Upon completing the setup of the knowledge base, it serves as a foundational reference for the generation of questions using generative AI. The initiation of the quiz platform is triggered by the execution of the app.py
script, as outlined in the appendix. To enhance the diversity of the questions generated, the application selects a main topic at random from lectures 1 through 7. This selected main topic is subsequently submitted to the GPT-3.5-turbo
model to solicit recommendations for subtopics.
Prompt: "Recommend and describe one subtopic that is related to {topic}"
Note that {topic}
refers to the randomly chosen main topic
main_topics = [
'Basics, IaaS, PaaS, SaaS', 'Data Center Networking–Basics, Topology',
'Virtualization in Cloud', 'Cloud CPU Scheduling', 'Crowdsourcing in Cloud',
'Cloud Security', 'CAP Theorem', 'PageRank Algorithm'
]
The recommendations obtained are then processed through the text-embedding-ada-002
model to create a vector representation.

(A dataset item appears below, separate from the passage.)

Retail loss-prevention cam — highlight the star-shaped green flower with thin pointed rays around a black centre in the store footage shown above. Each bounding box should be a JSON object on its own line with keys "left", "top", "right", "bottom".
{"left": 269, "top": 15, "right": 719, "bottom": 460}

This vector serves as a search query within the Qdrant vector database, which constitutes our knowledge base. The database returns the top three results, which are merged into a single context. This context is then used by the generative AI as a reference for question generation.

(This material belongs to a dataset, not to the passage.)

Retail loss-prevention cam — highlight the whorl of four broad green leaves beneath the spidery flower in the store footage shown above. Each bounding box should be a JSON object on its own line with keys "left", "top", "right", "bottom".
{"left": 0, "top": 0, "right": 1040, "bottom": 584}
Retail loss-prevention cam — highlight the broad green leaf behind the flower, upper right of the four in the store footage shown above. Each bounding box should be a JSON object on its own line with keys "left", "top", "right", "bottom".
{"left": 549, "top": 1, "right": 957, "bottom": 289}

With the context established, a request is made to the GPT-3.5-turbo model
to generate either a multiple-choice question (MCQ) or a short-answer question. The generation is based exclusively on the provided context, ensuring that the source of truth directly informs the question posed.
Prompt: "{context}\nBased on the context provided above, generate only 1 multiple choice question or 1 short answer question. Do not provide the answer. Quiz takers are not aware of the context provided. Never ask the same question"
Note that {context}
refers to the text(s) retrieved from the vector database
The prompt instruct the model to generate one MCQ or short answer question based on solely the context provided as source of truth.

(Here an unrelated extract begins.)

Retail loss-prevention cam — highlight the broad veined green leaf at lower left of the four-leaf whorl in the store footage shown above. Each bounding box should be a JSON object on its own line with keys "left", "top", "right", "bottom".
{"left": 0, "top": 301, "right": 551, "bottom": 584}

The question generated is displayed on the user screen, awaiting the user's response. Upon receiving the user's answer, it is evaluated by a validation function that employs the GPT-4 model to verify the proposed solution. Should the user's response be incorrect, the generative AI furnishes the correct answer along with an explanatory note.
Prompt: "My answer is: {answer}\nIf wrong, provide the correct answer and further elaborate on the concept."
Note that {answer}
refers to the answer provided by the user
This process iterates, presenting the user with new questions for each cycle. The history of interactions between the application and OpenAI's GPT models is recorded to enhance the generation of subsequent questions and preventing repetition of previously asked questions.
After careful consideration, it has been determined that the development of a web interface for this project is not essential to demonstrate the capabilities of quiz generation utilizing Retrieval-Augmented Generation (RAG). Therefore, to facilitate remote connectivity and interaction with the application, a terminal-based approach employing netcat
has been adopted. For a practical illustration of this setup, please refer to the screenshot presented in the appendix as Figure 2.
Constructing a quiz generation platform that relies solely on generative AI, while innovative, encounters limitations due to the expansive and unconstrained knowledge base of such AI systems. This unrestricted access to information can lead to the creation of questions that diverge significantly from the intended course content, potentially confusing learners and diluting the educational objectives. To mitigate this challenge, establishing a dedicated knowledge base for the generative AI to reference is crucial. This ensures that the questions generated remain aligned with the specific scope of the course, maintaining relevance and coherence in the learning material presented.